Tracking Esent Memory Usage

Dec 7, 2012 at 8:56 AM
Edited Dec 7, 2012 at 9:15 AM

I'm looking for a way to track where Esent is using memory when it's used as part of RavenDB.

At the moment I'm using this code to get the cache size and it works fine:

Api.JetGetSystemParameter(instance, pht.Session, JET_param.CacheSize, ref cacheSizeInPages, out unused, 1024);
Api.JetGetSystemParameter(instance, pht.Session, JET_param.DatabasePageSize, ref pageSize, out unused, 1024);
cacheSizeInBytes = ((long) cacheSizeInPages) * pageSize;

However I can't find a way to find out how much memory is being used by the Version pages, JET_param.MaxVerPages always gives the config setting, not the current usage?

Basically I'd like to be able to account for all the unmanaged memory that Esent is using across it's caches, is this possible in code?

Also what are the heuristics Esent uses for freeing "cache" memory.
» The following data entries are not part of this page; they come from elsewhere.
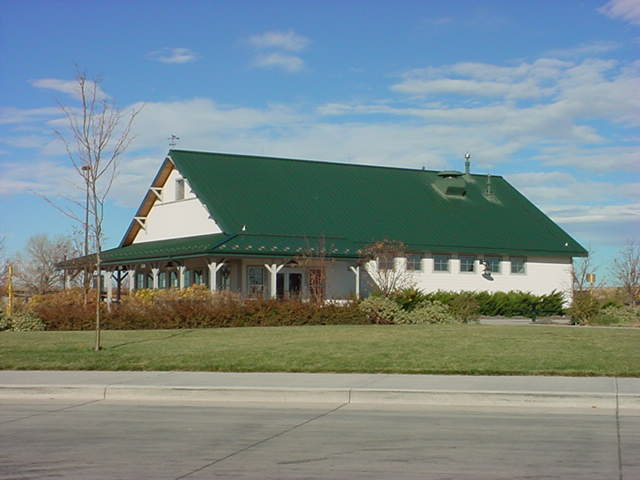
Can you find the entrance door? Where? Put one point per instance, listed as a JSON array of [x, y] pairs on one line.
[[295, 285], [288, 285]]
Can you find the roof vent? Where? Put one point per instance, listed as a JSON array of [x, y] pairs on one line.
[[451, 183]]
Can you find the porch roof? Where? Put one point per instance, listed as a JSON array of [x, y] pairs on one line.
[[220, 244]]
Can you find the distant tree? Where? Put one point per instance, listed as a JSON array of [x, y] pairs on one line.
[[36, 268], [4, 264], [386, 276], [97, 135], [626, 270]]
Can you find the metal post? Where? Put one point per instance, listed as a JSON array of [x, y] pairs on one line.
[[10, 291], [213, 278], [181, 271], [155, 271], [356, 272]]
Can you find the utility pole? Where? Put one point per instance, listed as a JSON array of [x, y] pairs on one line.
[[10, 290]]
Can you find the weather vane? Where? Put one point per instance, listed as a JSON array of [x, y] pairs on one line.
[[173, 140]]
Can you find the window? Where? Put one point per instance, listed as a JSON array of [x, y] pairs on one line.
[[386, 262], [414, 262], [467, 263], [493, 264], [255, 281], [441, 263], [517, 265], [140, 280], [180, 189], [198, 277]]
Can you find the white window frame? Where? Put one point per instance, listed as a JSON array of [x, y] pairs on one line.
[[435, 262], [252, 288], [180, 189], [493, 257], [524, 265], [412, 264], [473, 263]]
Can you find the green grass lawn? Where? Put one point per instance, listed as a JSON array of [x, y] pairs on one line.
[[459, 349]]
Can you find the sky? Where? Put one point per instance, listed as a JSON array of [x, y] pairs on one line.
[[544, 93]]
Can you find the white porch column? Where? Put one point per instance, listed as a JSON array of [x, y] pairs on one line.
[[132, 280], [356, 272], [108, 278], [155, 271], [181, 271], [273, 269], [213, 278]]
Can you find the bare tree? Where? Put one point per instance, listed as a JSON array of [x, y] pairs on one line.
[[4, 264], [626, 270], [97, 135], [581, 268], [386, 275], [36, 268]]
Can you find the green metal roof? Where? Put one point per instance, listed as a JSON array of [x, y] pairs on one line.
[[285, 198], [220, 244]]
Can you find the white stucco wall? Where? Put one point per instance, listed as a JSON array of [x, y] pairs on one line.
[[542, 276], [171, 218]]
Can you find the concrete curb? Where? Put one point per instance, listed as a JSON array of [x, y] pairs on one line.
[[178, 394]]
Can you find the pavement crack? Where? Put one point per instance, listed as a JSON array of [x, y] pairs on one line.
[[39, 414], [620, 475], [260, 442]]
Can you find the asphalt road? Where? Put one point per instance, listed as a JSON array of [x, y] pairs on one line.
[[116, 440]]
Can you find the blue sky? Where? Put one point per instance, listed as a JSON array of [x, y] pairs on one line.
[[544, 93]]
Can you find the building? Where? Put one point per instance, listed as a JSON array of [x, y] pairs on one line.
[[272, 227]]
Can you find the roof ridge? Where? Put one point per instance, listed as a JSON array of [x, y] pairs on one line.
[[322, 162]]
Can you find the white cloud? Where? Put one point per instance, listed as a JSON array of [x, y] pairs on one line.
[[585, 49], [10, 115], [628, 10], [288, 63], [173, 55], [70, 87], [290, 40]]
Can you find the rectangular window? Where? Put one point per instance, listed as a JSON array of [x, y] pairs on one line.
[[467, 263], [255, 281], [386, 262], [517, 265], [180, 189], [493, 264], [414, 262], [140, 280], [441, 263]]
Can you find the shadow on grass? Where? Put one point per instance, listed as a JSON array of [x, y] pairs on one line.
[[181, 333]]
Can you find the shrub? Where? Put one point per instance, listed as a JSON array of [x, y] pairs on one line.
[[193, 307], [382, 310], [23, 322], [583, 308], [429, 312], [65, 310], [408, 298], [617, 315]]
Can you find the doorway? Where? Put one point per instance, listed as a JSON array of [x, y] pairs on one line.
[[289, 285]]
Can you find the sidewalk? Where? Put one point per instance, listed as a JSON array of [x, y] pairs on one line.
[[450, 390]]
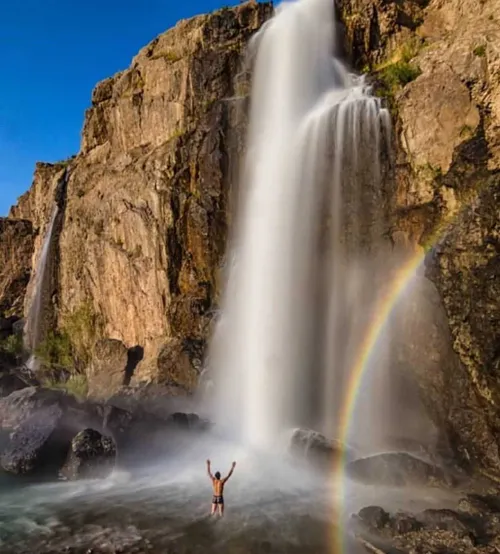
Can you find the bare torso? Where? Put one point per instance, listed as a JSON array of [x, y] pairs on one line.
[[218, 485]]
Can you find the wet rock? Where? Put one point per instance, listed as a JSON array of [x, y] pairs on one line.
[[106, 373], [397, 469], [38, 445], [374, 517], [312, 446], [21, 405], [188, 422], [91, 456], [444, 520], [9, 383]]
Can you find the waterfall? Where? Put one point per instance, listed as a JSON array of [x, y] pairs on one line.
[[308, 248], [40, 312], [33, 325]]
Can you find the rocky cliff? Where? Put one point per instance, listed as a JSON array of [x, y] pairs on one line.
[[148, 197], [146, 212], [16, 250], [437, 63]]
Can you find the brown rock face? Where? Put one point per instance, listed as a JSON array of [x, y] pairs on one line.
[[146, 209], [438, 62], [148, 199], [16, 250]]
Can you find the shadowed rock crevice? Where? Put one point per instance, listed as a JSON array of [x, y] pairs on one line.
[[134, 356]]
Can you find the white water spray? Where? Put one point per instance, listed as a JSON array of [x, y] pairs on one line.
[[34, 319], [307, 246]]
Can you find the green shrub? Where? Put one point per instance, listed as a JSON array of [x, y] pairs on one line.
[[55, 352], [13, 345], [84, 327], [480, 51]]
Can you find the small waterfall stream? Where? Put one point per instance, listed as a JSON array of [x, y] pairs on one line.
[[44, 286]]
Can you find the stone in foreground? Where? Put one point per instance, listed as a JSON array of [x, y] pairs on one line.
[[314, 447], [397, 469], [91, 456], [38, 445]]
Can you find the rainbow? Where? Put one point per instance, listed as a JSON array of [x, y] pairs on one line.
[[386, 305]]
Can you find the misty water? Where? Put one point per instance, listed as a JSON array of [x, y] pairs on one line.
[[297, 304]]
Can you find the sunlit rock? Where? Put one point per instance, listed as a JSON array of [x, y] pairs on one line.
[[91, 456]]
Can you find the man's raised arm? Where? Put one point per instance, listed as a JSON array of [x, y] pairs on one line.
[[208, 470], [230, 472]]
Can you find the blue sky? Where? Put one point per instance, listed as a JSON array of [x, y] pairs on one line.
[[53, 53]]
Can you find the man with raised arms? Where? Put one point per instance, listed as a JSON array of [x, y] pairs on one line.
[[218, 488]]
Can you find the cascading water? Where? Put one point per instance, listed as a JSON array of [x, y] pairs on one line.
[[301, 286], [33, 325]]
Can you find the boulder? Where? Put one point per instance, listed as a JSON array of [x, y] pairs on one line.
[[397, 469], [21, 405], [9, 383], [91, 456], [314, 447], [433, 530], [188, 422], [38, 445]]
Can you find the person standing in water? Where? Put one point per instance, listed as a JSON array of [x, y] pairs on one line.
[[218, 488]]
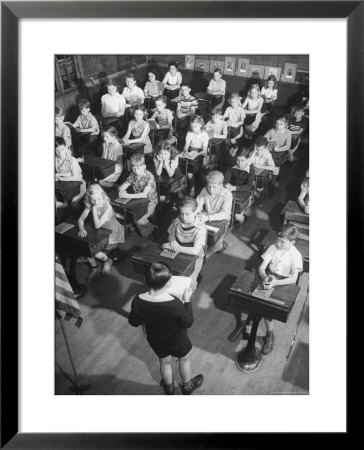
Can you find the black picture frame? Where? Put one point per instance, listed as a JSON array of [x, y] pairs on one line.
[[11, 13]]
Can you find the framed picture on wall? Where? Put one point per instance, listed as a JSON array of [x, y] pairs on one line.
[[202, 64], [276, 71], [243, 67], [215, 63], [256, 71], [289, 73], [229, 68], [189, 62]]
For example take JET_param.CacheSize? After doing some inserts and reads I can see that go up (which I expect) but it doesn't seem to automatically go down over time. Does Esent assume that it can hold onto memory it's allocated, it seems like settings JET_param.CacheSize should force it back down, is this correct?

Developer
Dec 7, 2012 at 7:29 PM

Most of the data is exposed via perf counters. Look under 'Database' for things like 'Database Cache Memory Committed' and 'Version Buckets Allocated'. Yes, you can query perf counters from code.

The heuristics used are kind of advanced. :) It balances the paging of the current process with the paging of the whole system. It will shrink the cache if the rest of the system is doing work. But yes, you can override the Dynamic Buffer Allocation by explicitly setting the CacheSize parameters.

 

-martin

Dec 7, 2012 at 10:04 PM
I'd hoped to be able to avoid having to query the perf counters because of the overhead of having them running all the time, but if it's the only way.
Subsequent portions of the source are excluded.